If $c_{n}=\frac{n\cos(n\pi)}{n+1}$, find $\limsup c_{n}$ and $\liminf c_{n}$.

Question

If $c_{n}=\frac{n\cos(n\pi)}{n+1}$, find $\limsup c_{n}$ and $\liminf c_{n}$.

Here is what I did:

$\left \{c_{n} \right \}=\left \{-\frac{1}{2},\frac{2}{3},-\frac{3}{4},\frac{4}{5},-\frac{5}{6},... \right \}=\left \{-\frac{1}{2},-\frac{3}{4},-\frac{5}{6},... \right \}\cup \left \{\frac{2}{3},\frac{4}{5},... \right \}$

Then $\limsup c_{n}=1$ and $\liminf c_{n}=-1$. Is this the correct answer and approach?

Answer 1

Yeah, the core idea and the results derived are correct.

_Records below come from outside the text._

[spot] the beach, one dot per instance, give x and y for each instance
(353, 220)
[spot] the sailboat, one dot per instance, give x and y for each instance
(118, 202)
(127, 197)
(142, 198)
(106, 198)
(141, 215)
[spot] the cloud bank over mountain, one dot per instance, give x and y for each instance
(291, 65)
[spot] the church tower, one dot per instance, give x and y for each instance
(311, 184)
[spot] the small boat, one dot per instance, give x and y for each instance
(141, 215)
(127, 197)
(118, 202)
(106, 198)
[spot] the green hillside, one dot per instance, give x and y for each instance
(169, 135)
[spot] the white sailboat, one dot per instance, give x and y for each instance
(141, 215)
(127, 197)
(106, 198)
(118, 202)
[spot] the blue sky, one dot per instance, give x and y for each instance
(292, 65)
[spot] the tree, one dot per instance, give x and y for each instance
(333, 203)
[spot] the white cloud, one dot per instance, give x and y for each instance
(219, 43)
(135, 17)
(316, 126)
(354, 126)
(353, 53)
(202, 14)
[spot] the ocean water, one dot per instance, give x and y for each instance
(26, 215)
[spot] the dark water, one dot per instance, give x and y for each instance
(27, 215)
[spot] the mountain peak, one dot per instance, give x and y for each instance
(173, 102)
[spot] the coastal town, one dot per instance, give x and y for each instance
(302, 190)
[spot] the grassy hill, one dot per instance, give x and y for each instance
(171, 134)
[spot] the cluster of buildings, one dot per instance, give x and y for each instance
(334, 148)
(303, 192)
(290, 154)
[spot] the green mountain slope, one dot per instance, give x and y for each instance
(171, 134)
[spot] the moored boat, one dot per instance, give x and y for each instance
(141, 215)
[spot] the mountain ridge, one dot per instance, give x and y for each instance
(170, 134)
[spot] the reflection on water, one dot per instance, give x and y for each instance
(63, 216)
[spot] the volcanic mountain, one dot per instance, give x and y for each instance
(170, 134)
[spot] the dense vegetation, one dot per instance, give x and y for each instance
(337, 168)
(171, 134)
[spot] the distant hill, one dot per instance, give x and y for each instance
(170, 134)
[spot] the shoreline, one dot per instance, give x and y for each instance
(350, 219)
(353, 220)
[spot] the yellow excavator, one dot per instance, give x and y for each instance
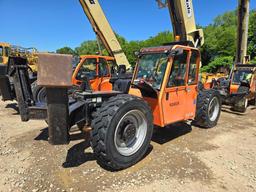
(7, 50)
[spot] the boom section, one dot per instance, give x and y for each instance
(103, 30)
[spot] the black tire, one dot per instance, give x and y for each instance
(240, 106)
(105, 125)
(204, 117)
(39, 93)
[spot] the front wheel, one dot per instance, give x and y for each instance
(208, 108)
(121, 131)
(240, 106)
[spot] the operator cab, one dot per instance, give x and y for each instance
(166, 77)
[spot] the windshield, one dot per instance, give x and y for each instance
(87, 69)
(241, 75)
(151, 69)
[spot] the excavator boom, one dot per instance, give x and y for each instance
(183, 21)
(103, 30)
(242, 31)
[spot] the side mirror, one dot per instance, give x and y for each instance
(176, 52)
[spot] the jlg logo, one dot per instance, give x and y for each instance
(189, 9)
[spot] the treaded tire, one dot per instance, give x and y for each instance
(204, 99)
(104, 125)
(240, 106)
(39, 93)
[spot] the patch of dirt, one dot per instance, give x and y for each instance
(181, 158)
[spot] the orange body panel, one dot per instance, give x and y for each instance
(176, 103)
(233, 88)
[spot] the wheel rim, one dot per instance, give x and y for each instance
(214, 108)
(130, 132)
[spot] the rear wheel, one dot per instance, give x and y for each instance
(208, 108)
(121, 131)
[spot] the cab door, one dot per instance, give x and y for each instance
(175, 93)
(191, 87)
(87, 68)
(104, 75)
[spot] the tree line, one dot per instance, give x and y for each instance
(219, 48)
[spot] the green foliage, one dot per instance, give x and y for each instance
(252, 35)
(66, 50)
(87, 48)
(218, 50)
(219, 62)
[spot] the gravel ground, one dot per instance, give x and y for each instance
(181, 158)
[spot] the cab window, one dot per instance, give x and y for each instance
(113, 66)
(88, 69)
(178, 72)
(103, 67)
(193, 68)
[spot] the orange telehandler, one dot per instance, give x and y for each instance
(164, 89)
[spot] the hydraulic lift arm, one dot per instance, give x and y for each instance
(242, 31)
(103, 30)
(183, 21)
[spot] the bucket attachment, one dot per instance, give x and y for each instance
(54, 73)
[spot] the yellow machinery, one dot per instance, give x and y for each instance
(7, 50)
(183, 21)
(103, 30)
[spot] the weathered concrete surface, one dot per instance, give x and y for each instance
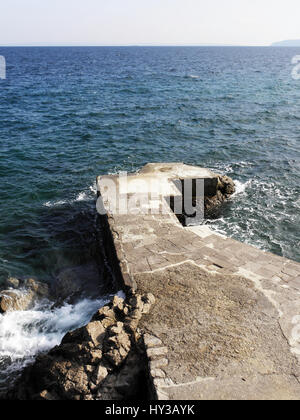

You're essentially choosing the subsequences where, for $n\in\Bbb N$, $\cos(n\pi)$ achieves its maximum ($1$) for the limit supremum, and those where it achieves its minimum $(-1)$ for the limit infimum. After all, the limit supremum is the maximal limit for any of the subsequences, and limit infimum the minimum, so it makes sense to try to maximize/minimize oscillatory values where you can.

Then from there, the limit as $n\to\infty$ of $n/(n+1)$ is $1$, and the product of the two limits for the corresponding subsequences give you the desired limits.